The Custom Login And Signup Widget plugin for WordPress contains an Improper Control of Generation of Code flaw that allows a malicious user to inject and execute arbitrary PHP code on the host server. The vulnerability arises when the plugin processes user-supplied input without proper validation or escaping, enabling attackers to craft specially crafted requests that are evaluated as code by the server.

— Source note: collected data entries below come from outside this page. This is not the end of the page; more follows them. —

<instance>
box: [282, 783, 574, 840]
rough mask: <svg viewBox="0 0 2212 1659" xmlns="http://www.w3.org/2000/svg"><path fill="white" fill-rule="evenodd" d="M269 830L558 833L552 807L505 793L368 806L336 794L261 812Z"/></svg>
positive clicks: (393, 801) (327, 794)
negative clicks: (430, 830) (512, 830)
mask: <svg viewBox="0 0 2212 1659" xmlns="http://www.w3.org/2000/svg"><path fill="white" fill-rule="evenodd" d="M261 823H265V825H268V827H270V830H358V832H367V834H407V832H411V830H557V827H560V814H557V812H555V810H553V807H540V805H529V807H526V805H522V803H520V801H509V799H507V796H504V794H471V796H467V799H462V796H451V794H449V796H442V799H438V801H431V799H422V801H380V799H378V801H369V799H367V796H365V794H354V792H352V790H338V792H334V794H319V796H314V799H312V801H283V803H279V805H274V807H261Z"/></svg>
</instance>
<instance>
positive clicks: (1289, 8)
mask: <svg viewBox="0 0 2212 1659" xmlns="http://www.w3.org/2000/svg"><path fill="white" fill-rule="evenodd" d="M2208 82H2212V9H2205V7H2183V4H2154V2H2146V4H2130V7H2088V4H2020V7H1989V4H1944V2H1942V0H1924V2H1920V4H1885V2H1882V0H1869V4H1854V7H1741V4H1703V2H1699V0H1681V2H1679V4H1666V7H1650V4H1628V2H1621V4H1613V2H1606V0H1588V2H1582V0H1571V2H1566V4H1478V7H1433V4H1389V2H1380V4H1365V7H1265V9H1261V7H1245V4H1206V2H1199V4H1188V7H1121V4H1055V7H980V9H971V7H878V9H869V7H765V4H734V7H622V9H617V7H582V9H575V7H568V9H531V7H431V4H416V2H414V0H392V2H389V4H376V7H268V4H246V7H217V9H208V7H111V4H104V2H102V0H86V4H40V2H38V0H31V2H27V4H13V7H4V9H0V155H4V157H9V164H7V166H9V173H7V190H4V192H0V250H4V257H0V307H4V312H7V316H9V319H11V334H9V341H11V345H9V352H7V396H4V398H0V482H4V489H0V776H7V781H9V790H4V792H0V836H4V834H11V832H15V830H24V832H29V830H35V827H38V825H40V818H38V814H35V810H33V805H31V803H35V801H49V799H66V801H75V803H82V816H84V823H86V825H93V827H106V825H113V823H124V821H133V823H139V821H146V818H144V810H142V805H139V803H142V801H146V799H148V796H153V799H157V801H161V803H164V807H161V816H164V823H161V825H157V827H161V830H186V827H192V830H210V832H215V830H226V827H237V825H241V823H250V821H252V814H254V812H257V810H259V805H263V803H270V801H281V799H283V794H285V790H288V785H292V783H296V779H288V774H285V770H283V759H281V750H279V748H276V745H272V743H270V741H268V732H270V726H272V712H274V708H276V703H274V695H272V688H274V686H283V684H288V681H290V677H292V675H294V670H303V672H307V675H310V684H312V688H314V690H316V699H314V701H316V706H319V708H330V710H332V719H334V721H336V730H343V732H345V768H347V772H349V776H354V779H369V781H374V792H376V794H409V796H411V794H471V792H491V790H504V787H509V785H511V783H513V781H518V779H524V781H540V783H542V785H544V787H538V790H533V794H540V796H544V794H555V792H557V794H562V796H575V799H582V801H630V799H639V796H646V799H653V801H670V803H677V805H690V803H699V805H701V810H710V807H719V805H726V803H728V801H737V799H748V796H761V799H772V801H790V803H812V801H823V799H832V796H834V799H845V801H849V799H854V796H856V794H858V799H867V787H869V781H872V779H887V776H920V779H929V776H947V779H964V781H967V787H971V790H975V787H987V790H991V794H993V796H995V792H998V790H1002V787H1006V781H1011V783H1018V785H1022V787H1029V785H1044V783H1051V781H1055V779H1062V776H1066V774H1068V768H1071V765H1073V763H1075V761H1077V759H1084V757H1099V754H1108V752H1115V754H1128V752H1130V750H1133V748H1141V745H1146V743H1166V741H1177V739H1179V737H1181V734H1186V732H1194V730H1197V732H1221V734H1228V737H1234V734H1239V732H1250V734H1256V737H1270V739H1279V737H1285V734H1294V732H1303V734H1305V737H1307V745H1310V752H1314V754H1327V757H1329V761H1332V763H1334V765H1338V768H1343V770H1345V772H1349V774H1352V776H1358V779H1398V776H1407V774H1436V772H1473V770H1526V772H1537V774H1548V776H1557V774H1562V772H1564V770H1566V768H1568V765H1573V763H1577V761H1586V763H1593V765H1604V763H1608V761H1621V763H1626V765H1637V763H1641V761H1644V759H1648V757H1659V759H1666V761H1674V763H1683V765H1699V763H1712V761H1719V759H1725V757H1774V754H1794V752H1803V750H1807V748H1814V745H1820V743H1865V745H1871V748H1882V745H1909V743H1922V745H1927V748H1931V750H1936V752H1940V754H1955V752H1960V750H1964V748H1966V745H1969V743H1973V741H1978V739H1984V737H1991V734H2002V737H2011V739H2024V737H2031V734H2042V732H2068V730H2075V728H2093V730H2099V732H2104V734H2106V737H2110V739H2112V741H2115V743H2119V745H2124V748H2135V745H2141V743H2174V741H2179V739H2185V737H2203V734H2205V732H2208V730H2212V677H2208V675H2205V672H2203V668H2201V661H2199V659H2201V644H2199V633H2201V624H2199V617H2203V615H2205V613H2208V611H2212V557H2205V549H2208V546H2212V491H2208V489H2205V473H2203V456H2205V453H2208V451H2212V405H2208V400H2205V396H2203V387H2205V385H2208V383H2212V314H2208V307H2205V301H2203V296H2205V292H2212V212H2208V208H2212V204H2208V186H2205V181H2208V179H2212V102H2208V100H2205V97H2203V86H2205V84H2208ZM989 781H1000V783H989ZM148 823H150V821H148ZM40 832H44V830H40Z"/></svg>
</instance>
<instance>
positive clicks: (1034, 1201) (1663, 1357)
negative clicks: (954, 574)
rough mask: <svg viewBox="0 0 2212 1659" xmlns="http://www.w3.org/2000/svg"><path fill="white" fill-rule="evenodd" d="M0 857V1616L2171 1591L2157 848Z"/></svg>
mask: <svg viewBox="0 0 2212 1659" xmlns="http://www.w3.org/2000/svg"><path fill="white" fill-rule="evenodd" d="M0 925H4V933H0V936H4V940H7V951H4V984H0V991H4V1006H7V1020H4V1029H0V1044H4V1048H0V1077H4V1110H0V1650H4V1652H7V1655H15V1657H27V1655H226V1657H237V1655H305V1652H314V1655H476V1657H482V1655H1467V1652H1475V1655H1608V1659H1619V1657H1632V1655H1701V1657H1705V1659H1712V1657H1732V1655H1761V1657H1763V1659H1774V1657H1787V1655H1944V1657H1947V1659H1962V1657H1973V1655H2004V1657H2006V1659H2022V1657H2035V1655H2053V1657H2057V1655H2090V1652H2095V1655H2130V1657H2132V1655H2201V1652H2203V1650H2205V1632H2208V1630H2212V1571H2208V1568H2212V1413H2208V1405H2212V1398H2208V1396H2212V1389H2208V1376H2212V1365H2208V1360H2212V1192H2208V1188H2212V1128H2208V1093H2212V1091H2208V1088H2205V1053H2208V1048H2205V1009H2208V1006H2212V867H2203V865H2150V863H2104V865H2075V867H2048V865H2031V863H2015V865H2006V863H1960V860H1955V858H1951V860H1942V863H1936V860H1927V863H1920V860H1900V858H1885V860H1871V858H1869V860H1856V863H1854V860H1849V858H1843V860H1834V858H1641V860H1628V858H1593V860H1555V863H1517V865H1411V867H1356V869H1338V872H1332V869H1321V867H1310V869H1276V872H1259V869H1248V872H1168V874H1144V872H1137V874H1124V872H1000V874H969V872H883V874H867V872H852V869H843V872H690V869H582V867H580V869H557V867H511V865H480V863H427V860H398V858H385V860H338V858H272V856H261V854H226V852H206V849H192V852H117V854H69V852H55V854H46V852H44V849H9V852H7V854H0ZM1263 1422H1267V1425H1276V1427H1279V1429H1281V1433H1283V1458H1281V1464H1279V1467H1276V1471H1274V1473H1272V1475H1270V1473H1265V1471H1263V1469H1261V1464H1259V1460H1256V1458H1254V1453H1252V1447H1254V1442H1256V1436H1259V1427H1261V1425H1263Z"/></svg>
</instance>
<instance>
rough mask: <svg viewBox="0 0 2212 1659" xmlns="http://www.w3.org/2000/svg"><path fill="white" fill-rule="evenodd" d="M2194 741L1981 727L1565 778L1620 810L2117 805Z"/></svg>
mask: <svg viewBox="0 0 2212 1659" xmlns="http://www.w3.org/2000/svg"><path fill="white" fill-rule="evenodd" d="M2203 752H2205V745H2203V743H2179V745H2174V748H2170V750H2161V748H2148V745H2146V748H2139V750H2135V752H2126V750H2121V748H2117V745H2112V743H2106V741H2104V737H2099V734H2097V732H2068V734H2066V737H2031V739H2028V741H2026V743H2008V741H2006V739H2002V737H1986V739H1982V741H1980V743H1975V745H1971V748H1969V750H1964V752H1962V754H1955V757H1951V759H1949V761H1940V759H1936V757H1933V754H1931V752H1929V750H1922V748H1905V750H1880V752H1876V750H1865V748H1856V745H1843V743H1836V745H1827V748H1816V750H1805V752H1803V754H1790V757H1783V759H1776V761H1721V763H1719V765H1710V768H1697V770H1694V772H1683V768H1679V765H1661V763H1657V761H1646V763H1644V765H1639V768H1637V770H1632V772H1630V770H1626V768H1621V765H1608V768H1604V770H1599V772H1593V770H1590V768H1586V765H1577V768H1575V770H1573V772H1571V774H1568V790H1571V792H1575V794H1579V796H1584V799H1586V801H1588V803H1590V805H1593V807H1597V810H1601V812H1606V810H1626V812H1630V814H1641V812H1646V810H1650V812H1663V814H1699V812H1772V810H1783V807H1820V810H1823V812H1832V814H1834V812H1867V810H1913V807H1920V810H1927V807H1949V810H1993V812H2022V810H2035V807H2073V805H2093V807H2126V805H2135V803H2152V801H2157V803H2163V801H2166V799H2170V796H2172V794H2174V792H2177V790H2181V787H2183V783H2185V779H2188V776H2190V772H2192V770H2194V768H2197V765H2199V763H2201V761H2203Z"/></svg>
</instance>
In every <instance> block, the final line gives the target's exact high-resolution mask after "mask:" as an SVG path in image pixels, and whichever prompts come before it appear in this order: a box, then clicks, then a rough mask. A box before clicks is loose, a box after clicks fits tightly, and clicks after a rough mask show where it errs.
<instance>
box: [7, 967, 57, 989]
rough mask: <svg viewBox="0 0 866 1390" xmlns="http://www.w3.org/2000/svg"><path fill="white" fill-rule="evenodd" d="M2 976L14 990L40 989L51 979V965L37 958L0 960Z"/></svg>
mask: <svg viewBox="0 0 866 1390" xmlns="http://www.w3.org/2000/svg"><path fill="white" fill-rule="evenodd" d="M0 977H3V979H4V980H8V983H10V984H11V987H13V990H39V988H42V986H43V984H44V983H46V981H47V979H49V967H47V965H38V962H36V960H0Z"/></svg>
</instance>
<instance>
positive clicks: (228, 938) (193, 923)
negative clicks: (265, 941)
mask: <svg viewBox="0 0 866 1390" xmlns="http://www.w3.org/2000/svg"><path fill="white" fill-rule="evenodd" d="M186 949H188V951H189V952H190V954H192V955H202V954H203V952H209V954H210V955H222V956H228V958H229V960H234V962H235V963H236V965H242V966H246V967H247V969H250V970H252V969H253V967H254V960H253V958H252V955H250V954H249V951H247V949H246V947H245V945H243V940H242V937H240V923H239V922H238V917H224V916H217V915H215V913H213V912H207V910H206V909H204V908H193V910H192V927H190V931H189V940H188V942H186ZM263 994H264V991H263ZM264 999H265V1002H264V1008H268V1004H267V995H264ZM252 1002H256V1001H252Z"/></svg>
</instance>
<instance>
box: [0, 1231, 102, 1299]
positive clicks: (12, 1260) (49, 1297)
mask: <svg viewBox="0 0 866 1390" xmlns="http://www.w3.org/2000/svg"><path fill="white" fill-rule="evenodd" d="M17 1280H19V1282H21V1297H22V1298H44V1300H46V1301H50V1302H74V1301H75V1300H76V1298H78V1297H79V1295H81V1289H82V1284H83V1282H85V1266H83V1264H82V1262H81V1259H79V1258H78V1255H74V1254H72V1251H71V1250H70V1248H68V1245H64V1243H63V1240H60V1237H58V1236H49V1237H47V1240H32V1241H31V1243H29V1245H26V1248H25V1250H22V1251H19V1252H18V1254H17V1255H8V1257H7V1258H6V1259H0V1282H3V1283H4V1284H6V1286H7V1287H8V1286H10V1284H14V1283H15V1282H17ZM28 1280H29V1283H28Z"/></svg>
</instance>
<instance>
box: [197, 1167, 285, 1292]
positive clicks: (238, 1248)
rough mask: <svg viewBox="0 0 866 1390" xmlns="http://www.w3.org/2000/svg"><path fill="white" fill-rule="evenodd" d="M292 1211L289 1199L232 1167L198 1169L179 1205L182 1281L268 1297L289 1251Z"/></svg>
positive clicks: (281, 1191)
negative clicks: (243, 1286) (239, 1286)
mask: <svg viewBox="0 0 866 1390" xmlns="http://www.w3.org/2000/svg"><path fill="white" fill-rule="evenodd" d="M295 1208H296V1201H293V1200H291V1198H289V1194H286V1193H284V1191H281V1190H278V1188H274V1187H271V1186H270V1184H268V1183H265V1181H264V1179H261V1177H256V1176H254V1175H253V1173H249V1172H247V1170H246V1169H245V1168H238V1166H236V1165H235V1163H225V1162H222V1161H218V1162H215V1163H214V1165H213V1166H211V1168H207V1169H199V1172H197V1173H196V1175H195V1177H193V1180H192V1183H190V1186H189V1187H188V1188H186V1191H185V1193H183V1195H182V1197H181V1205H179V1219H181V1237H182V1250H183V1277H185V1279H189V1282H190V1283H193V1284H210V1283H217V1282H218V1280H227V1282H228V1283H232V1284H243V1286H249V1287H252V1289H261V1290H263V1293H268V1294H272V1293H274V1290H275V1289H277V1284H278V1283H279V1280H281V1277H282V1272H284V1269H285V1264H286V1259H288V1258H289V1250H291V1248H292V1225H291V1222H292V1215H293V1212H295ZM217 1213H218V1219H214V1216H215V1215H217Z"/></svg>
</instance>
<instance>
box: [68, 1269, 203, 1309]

If exploited, an attacker could gain full control of the website, read or modify sensitive data, install backdoors, or use the server to launch further attacks.

The flaw affects the bitto.kazi Custom Login And Signup Widget plugin version 1.0 and any earlier releases. WordPress sites that have this plugin installed and enabled are potentially vulnerable. The issue is present in all builds up to and including version 1.0.

The CVSS score of 9.1 indicates a critical severity. However, the EPSS score is reported as less than 1%, suggesting that, at the time of analysis, the probability of exploitation in the wild is low. The vulnerability is not listed in CISA’s KEV catalog, which also points to a lower current threat pressure. The likely attack vector is a web-based form that is exposed to unauthenticated users; an attacker must supply crafted input through the login or signup widget, but no elevated privileges are required. Because the flaw allows remote code execution, any successful exploitation results in complete compromise of the affected site.